On His Own—Mario Lanza
The news of his firing came to Mario Lanza like a thunderbolt.
He had just finished a transatlantic telephone call to a friend in London. “Look,” he’d said, “it’s definite. It really is. I go back to MGM on May 5th. Exactly when the studio will start up The Student Prince again I don’t know. Joe Pasternak, the producer is going to Italy to do Flame And The Flesh with Lana Turner. But it’s all set. I go back on salary May 5th. When Joe comes back from Italy, probably in July, that’s when the picture begins.
“Oh, yes, another thing. I spoke to Vic Damone today. He told me that he and Jane Powell had been testing for The Student Prince. This I can’t understand unless the studio feels I’m not to be trusted, that I’ll walk off the picture. They don’t have to worry. I’m going to give this one everything I’ve got. I’ve told that to all the executives, and I’m sure they believe me.”
While Mario was talking with such unbridled enthusiasm and happiness, his mother-in-law was trying to get through to him from Chicago. She works at Marshall Field, the well-known department store, and as soon as any news or gossip about her famous son-in-law breaks in the papers, any one of half a dozen salesgirls comes running to her with it.
Five minutes after he finished his London call, Mario picked up the phone in the study of his Bel-Air mansion. His mother-in-law had gotten through. Her voice was charged with emotion.
“It says in the papers,’’ Mrs. Hicks began, “that the studio has fired you.”
Mario laughed. “What papers?”
“All the papers, Mario. The Tribune. All the papers.”
“It must be a joke, Ma. I just finished a long legal hassel with the studio. Everything’s fine. I’m going back to work in a couple of weeks.”
“But the newspapers . . .” Mario’s mother-in-law insisted “. . . it sounds very official.”
“Okay,” Mario said. “Read it to me.”
Mrs. Hicks read the official studio announcement to the effect that MGM could no longer put up with Mario Lanza’s demands and was terminating his employment contract.

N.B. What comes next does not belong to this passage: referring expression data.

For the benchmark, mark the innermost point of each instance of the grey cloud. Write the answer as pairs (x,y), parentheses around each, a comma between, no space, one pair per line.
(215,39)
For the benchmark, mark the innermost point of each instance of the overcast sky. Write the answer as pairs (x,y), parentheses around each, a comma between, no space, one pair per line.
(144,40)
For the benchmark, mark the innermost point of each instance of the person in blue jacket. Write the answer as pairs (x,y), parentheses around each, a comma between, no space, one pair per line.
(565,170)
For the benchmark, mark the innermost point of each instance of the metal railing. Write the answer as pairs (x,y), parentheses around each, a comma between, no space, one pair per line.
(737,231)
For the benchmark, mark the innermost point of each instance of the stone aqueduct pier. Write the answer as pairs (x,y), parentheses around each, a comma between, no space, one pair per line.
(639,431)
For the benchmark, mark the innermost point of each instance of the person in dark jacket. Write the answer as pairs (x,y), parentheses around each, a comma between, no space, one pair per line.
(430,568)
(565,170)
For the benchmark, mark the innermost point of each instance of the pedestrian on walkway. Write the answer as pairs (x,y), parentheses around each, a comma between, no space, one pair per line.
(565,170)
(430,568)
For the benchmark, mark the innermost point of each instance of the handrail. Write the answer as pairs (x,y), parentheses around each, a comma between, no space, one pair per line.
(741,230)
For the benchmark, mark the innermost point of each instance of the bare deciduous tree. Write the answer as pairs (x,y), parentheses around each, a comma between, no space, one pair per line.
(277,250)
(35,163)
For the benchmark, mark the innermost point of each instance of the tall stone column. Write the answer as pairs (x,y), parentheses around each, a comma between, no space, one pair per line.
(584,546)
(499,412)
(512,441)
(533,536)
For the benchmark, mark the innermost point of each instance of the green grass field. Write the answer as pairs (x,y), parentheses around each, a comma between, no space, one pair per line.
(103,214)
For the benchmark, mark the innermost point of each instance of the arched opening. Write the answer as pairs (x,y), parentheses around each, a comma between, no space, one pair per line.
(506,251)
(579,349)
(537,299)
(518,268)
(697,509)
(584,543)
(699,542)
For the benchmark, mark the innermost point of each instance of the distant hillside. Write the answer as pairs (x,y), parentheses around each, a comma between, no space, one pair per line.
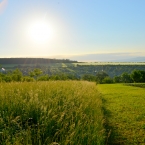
(33,61)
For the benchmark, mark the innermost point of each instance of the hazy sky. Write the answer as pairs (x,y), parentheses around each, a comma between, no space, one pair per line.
(70,27)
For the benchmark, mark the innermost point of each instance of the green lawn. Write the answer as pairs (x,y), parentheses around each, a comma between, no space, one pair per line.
(124,108)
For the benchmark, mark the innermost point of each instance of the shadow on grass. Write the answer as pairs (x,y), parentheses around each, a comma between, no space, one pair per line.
(112,136)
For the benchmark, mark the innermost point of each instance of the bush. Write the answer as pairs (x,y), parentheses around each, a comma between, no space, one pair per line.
(28,79)
(107,80)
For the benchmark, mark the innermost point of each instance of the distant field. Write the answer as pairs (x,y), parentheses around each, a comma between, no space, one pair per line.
(74,64)
(124,108)
(51,113)
(111,63)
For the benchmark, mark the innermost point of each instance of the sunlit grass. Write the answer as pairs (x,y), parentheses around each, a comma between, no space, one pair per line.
(125,113)
(67,113)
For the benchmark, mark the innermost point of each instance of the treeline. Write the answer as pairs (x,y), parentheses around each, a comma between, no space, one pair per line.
(136,76)
(33,61)
(34,75)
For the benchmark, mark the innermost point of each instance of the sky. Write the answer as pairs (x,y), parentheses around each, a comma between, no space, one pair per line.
(72,28)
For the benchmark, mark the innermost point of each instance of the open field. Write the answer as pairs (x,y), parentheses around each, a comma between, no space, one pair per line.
(124,108)
(67,113)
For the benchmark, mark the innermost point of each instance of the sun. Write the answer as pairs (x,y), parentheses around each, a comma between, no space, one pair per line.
(40,31)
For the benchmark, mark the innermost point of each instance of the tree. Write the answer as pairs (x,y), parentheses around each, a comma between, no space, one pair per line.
(138,76)
(35,73)
(107,80)
(100,76)
(89,77)
(117,79)
(126,78)
(17,75)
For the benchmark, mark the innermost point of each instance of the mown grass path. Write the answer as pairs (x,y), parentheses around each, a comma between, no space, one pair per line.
(124,107)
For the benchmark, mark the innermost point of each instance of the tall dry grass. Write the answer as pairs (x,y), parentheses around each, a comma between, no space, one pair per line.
(43,113)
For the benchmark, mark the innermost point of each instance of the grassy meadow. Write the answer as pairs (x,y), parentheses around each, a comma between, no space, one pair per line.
(124,109)
(48,113)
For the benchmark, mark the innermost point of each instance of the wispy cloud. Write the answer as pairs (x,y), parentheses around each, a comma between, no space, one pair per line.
(105,57)
(3,5)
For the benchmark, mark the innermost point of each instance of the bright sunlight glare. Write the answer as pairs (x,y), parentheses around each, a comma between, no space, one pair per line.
(40,31)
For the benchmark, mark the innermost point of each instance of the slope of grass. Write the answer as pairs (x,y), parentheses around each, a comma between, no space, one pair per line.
(45,113)
(124,107)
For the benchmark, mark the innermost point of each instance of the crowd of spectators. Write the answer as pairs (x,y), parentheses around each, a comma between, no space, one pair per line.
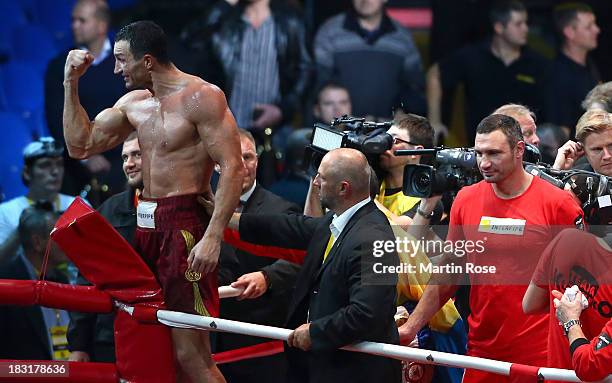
(282,68)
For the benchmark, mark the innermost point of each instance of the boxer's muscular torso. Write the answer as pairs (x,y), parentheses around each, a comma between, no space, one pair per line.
(175,160)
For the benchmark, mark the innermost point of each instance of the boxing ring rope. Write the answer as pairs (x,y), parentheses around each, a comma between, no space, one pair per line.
(146,314)
(142,334)
(183,320)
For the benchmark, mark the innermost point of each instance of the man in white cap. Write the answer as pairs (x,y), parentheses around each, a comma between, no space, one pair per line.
(43,172)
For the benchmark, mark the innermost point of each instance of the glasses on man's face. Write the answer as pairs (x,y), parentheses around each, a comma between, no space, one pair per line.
(397,141)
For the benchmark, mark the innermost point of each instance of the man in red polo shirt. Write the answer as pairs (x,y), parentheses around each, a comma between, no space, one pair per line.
(512,216)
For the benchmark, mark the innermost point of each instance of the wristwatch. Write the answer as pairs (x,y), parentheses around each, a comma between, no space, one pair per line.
(267,279)
(567,325)
(424,214)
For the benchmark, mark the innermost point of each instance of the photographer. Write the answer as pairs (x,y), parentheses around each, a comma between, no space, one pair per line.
(511,212)
(577,258)
(594,141)
(409,132)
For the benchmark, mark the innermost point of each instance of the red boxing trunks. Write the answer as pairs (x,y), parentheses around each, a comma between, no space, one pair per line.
(168,228)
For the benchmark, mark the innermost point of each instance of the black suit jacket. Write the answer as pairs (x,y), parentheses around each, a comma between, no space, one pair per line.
(269,309)
(333,297)
(23,329)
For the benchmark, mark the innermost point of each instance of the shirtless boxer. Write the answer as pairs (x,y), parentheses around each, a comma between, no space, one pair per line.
(184,127)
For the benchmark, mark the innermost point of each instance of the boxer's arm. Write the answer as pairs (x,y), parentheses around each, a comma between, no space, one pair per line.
(217,129)
(84,137)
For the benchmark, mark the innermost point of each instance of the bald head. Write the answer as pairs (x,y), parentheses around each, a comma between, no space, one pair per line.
(343,179)
(351,166)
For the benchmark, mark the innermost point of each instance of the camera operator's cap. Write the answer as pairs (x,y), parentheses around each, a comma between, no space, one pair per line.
(591,121)
(43,147)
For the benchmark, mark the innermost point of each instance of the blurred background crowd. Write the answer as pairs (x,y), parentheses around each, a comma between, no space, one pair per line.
(312,60)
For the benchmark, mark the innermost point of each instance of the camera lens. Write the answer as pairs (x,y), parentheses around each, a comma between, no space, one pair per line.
(422,182)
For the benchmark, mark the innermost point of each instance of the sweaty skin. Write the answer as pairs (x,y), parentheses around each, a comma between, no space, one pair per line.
(184,127)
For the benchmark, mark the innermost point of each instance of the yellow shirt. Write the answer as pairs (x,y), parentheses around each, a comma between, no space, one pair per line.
(410,286)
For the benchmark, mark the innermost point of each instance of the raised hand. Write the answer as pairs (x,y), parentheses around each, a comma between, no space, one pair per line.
(77,63)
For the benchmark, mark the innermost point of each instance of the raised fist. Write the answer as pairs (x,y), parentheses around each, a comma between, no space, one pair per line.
(77,63)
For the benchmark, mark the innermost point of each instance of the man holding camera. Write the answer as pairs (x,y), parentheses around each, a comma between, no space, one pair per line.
(577,257)
(513,215)
(594,141)
(446,327)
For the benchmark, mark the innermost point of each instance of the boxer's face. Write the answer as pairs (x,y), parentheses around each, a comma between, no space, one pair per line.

Mario refused to believe it. After all, the papers had been carrying erroneous stories on him for months. This was probably another fantasy conjured up by an imaginative reporter. He handed the phone to his wife, Betty, and walked through the living room, an enormous rectangle 30 feet wide and 50 feet long, to answer the knocking on yhe front door.
Lanza pulled the door back and there standing in front of him, his face ashen white, was Bob Kopp, Mario’s lawyer. “I guess you’ve read the papers,” he said.
In that one moment Mario realized that what his mother-in-law had told him was true. Unbeknown to him, the studio had released the news that it no longer wanted his services.
Mario’s first reaction was one of in potent rage. He raved and ranted. For a week he had given a lengthy legal disposition to Loeb & Loeb, the MGM lawyers. For a month his own agent, MCA, had been negotiating in great friendliness with the studio. Mario, in fact, had previously signed a letter which said in part, “I shall report at the time specified and I shall perform all duties required of me. . . .”
In writing he had given his word that the studio would have no more difficulty with him. All he wanted to do was to complete The Student Prince. After all hadn’t he spoken to Eddie Mannix, the studio’s general manager? Hadn’t Mannix taken his hand, clasped it firmly and said, “Let’s let bygones be bygones?”
If the studio hadn’t wanted him for the part, why all these involved, prolonged negotiations? Mario couldn’t understand it. He still can’t. If you have it in your mind to fire an employee, why discuss with him his return to your employment?
Mario’s lawyers insisted upon phoning long distance to Nicholas Schenck, chief of Loew’s, Inc., in New York, the corporation which controls MGM.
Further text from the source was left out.